Namun tatkala berpaling, setan membisikinya, “Hei, kenapa kau ini? Sudah jauh-jauh datang, repot-repot menyiapkan masakan, apa kau hendak pulang begitu saja hanya karena ketukan pintumu tidak bersambut? Bukankah kau ingin tahu keadaan temanmu itu? Sudah masuk saja. Kalian kan sudah saling kenal dan akrab semenjak kecil. Mungkin ketukanmu itu tadi tidak ia dengar. Maklum, ia kan sedang sakit. Masuk saja. Setelah masuk dan menyerahkan masakan itu, kau kan bisa langsung pulang. Bagaimana?”

Hm, benar juga, pikir si lelaki.

Alhasil, ia mencoba masuk. Dan betul, pintu rumah tak terkunci. Tatkala masuk, ia mendapati teman wanitanya itu sedang lelap beristirahat. Si lelaki menaruh masakannya di meja dekat tempat tidur si wanita. Lantas ia ingin segera pergi. Namun, setan membisikinya, “Mau kemana kau? Kalau kau pergi sedang temanmu tertidur, dia tak akan tahu kalau kau datang kemari. Tunggulah sampai dia terbangun.”

Hm, betul juga, pikir si lelaki.

Beberapa saat kemudian, si wanita terbangun dan mendapati si lelaki terduduk menunggunya di samping kasurnya. Menyadari itu, si lekaki segera memberi salam dan berbincang sejenak menanyakan kabar si wanita. Tak lupa menyerahkan masakannya itu. Setelahnya, ia berniat pulang. Tapi lagi-lagi setan berkata, “Janganlah kau pulang. Tunggulah sejenak. Suapi temanmu itu. Apa kau tega membiarkannya makan sendiri sementara tubuhnya lemah karena sakit?”

Hm, betul juga, pikir si lelaki.

Akhirnya si lelaki menyuapi si wanita. Keheningan sesekali menyapa mereka berdua. Di saat itulah setan berkata, “Hei, ternyata temanmu itu cantik juga ya.”

Hm, betul juga, pikir si lelaki.

Bisikan setan rupanya membuat jiwa hewani dalam tubuh si lelaki bergejolak. Pikirannya saat itu pun keruh.

“Sudah, ‘sikat’ saja. Saat ini hanya ada kau berdua. Dia pun sedang lemah tak berdaya. Belum lagi rumah ini jauh dari keramaian,” imbuh setan.

Hm, betul juga, pikir si lelaki.

Alhasil, perbuatan biadab itu dilakukan oleh si lelaki. Setelahnya, setan bicara, “Ah, parah sekali kau! Apa yang kau perbuat kepada temanmu ini? Bagaimana kalau orang lain tahu dan kau tertangkap? Bisa-bisa kau dihukum mati! Sudah, bunuh saja dia. Mumpung tak ada orang yang melihat. Lalu kau kubur ia di bawah tempat tidur ini.”

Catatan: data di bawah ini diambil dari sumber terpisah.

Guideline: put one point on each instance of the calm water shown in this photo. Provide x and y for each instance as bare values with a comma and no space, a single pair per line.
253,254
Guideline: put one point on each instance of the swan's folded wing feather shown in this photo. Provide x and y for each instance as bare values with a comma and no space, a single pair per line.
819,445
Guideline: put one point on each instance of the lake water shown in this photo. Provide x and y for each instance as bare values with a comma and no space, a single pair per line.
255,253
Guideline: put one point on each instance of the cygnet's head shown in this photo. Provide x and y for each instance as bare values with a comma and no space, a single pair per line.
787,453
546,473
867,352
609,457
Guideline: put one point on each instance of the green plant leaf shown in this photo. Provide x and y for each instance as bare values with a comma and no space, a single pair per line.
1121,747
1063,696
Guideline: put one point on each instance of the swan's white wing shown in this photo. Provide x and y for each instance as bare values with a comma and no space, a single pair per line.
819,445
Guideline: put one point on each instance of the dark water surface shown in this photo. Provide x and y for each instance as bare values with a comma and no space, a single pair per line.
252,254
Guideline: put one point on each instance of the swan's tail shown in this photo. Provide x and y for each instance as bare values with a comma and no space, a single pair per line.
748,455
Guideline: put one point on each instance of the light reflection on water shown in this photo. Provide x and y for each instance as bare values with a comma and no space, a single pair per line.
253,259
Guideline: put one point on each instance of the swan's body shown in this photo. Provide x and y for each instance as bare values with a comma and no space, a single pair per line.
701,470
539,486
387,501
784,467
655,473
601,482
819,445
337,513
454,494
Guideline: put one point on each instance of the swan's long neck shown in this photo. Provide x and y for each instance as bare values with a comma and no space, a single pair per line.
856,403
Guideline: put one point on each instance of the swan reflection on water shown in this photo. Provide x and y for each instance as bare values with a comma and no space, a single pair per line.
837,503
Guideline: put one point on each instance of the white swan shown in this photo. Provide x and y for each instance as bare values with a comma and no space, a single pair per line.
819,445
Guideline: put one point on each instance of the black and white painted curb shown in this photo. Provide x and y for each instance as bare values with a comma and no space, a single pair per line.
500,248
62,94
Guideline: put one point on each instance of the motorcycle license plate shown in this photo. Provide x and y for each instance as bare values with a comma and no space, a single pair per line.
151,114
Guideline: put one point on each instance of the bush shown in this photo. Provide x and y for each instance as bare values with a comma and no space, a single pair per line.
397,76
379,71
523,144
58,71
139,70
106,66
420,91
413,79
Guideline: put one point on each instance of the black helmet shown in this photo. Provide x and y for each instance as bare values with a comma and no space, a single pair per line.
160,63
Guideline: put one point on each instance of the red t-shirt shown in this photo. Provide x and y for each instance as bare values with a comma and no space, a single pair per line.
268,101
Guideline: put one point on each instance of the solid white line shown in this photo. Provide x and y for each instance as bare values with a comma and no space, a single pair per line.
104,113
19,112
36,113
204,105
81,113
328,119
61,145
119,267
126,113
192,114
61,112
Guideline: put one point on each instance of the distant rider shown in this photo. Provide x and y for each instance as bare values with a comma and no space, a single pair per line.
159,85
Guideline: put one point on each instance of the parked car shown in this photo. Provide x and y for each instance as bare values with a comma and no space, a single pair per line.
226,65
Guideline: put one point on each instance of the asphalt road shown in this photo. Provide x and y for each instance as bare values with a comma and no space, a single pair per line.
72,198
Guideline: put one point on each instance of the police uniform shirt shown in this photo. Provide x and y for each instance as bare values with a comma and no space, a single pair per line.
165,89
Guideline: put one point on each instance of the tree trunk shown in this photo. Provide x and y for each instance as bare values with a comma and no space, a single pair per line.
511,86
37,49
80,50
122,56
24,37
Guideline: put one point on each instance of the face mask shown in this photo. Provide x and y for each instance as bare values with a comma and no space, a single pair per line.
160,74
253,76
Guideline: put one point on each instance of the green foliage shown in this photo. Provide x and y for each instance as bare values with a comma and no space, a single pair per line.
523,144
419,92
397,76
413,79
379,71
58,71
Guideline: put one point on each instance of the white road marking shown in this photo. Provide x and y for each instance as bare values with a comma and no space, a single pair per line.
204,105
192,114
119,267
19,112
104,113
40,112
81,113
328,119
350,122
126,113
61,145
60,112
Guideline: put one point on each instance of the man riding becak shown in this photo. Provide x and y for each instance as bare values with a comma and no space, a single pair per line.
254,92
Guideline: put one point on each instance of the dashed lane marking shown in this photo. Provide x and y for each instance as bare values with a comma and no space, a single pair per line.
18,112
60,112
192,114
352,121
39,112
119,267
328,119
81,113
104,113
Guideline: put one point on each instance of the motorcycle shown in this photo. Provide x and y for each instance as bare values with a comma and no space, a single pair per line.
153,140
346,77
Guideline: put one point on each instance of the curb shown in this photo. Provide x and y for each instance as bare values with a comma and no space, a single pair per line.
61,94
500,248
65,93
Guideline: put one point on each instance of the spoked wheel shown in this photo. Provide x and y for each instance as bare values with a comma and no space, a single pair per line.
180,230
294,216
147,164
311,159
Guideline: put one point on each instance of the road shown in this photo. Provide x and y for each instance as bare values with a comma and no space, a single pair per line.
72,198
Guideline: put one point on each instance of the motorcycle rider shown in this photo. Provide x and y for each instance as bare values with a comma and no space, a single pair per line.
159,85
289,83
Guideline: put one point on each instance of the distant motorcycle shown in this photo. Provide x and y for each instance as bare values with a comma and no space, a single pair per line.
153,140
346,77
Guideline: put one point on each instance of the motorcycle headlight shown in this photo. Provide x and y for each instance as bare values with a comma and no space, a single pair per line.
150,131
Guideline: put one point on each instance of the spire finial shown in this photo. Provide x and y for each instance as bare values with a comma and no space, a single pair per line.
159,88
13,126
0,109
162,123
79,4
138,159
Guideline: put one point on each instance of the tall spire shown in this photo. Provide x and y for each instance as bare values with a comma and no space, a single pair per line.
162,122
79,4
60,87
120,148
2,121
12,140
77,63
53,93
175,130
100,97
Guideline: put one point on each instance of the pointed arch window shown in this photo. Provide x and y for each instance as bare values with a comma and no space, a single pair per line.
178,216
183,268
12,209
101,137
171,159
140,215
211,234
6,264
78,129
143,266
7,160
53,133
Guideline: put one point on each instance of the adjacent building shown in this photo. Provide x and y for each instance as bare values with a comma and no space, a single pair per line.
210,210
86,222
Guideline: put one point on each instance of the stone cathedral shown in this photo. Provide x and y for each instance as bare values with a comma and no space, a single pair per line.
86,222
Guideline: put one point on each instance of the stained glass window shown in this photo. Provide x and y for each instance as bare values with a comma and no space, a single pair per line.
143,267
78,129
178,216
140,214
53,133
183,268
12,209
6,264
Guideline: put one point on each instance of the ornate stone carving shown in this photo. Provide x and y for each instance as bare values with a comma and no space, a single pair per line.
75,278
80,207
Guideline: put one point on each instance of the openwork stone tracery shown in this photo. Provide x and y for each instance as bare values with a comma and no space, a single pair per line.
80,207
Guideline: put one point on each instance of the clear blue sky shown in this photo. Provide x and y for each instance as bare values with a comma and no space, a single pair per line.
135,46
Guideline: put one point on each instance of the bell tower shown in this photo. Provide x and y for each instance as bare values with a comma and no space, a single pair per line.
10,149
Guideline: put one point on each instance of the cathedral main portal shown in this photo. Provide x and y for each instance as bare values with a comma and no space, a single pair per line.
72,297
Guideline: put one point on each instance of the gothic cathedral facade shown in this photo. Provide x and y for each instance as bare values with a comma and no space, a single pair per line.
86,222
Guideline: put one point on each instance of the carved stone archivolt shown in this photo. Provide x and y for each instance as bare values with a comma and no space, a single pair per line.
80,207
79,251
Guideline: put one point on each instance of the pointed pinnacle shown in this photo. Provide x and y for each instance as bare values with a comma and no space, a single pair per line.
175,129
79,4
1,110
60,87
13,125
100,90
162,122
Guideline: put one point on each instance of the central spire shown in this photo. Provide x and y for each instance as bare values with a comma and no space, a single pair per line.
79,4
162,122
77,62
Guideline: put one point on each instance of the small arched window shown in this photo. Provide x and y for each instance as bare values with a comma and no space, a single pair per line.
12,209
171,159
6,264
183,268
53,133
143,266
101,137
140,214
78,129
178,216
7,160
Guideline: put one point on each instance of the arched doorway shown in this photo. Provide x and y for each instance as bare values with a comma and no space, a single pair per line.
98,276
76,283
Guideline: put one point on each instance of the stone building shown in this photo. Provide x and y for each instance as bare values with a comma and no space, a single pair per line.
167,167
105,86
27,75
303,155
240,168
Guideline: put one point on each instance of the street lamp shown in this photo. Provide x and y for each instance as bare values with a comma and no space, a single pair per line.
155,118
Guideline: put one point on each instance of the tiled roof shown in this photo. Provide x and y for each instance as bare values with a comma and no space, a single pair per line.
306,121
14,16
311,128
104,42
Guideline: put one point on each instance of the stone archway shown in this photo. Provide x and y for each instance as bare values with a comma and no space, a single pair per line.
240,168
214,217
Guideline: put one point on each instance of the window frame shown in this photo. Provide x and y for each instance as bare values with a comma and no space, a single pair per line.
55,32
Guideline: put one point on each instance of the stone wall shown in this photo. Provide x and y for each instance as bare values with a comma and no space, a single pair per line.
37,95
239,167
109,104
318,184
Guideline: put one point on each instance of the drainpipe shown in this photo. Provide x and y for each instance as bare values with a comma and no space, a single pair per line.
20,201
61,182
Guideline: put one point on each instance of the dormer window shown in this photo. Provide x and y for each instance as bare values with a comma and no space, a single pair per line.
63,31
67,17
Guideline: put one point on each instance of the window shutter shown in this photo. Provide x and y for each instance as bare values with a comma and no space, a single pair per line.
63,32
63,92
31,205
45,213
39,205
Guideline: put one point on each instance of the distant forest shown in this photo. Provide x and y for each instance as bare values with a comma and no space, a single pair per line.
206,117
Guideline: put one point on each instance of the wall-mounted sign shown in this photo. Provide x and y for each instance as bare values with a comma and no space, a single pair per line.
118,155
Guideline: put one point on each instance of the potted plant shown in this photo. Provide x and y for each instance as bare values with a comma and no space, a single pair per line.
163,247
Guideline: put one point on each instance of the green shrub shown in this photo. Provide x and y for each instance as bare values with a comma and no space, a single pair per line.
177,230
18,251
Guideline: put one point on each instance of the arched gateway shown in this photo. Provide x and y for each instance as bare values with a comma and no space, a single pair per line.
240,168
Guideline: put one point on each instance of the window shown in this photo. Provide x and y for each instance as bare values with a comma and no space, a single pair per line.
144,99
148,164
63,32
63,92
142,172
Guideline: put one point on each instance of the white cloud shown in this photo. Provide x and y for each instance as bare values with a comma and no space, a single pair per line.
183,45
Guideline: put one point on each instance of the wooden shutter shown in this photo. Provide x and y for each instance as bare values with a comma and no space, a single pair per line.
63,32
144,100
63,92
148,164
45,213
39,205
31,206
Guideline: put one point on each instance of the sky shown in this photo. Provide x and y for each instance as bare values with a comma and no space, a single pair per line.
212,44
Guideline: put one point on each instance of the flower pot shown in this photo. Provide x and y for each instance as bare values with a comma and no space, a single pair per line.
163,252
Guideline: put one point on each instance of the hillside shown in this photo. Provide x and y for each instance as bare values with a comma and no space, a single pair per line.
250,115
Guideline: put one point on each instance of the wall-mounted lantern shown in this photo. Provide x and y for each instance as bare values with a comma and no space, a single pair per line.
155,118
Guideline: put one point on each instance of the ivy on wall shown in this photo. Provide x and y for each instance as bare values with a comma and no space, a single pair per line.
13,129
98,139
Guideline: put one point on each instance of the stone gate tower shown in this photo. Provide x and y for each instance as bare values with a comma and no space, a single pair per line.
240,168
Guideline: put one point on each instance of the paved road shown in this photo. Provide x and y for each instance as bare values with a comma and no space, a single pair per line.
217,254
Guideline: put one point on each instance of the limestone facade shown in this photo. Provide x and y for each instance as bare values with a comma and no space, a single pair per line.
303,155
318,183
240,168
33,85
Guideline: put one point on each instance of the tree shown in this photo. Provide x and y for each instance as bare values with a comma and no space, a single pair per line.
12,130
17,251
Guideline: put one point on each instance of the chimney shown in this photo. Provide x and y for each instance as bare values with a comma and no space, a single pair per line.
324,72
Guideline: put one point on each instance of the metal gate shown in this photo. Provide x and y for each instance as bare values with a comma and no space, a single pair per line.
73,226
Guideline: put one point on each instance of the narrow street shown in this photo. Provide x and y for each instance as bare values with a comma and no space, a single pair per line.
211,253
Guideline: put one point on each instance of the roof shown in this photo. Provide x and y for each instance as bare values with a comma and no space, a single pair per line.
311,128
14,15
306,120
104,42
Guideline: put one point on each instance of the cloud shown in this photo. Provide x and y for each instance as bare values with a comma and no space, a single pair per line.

Hm, betul juga, pikir si lelaki.

Sesaat kemudian, si lelaki rampung mengerjakan perintah setan. Ia telah membunuh dan mengubur teman wanitanya itu. Saat semua dirasa aman, ia pun beranjak pergi meninggalkan rumah itu.

Waktu pun bergulir dan seperti kata pepatah, serapat-rapatnya bangkai ditutup, baunya akan keluar juga.Terkuaklah kasus pembunuhan si wanita dan dilakukanlah proses investigasi. Dari hasil penyelidikan, data-data bukti dan saksi mengarah kepada si lelaki. Meski tidak mengaku, si lelaki pun digelandang dan dijatuhi hukumqishash (hukum mati).

Saat di tempat eksekusi, dan algojo telah siap menunaikan tugasnya, setan kembali datang dan membisikan sesuatu kepada si lelaki, “Hei temanku, hukuman qishash ini hanya berlaku untuk orang Islam. Mengaku saja kalau dirimu orang kafir. Kalau kau sudah bebas dari hukuman ini, kau tinggal bertaubat kepada Allah. Allah kan Maha Pengampun.”

Hm, betul juga, pikir si lelaki. Si lelaki pun dengan lantang berteriak, “Saya kafiiirr!”

Tapi naas, bersamaan dengan teriakkannya itu, sang algojo mengayunkan tangannya. Si lelaki itu pun akhirnya mati dalam keadaan kafir. Na’udzubillah…

Saudaraku, kisah ini saya adaptasi dan modifikasi dari kisah-kisah yang sempat hadir di telinga. Kisah dengan nada serupa pun terdapat dalam buku Talbis Iblis oleh Ibnul Jauzi. Ini mengingatkan kepada kita, bahwa setan selalu berupaya untuk mengajak kita kepada kekufuran. Bila kita seksamai kisah di atas, malapetaka tersebut bermula dari hal-hal kecil, di mana sunnah terkait adab-adab preventif sudah tidak lagi diindahkan.

Maka Maha Suci Allah Subhaanahu wa Ta’aalaa yang menjadikan Islam ini sebagai rahmatan lil ‘alamin. Kita sebagai Muslim diajarkan untuk memiliki akhlak dan menjalankan adab-adab mulia agar terhindari dari murka Allah Subhaanahu wa Ta’aalaa. Pun tak terkecuali adab-adab pergaulan antara lelaki dan wanita.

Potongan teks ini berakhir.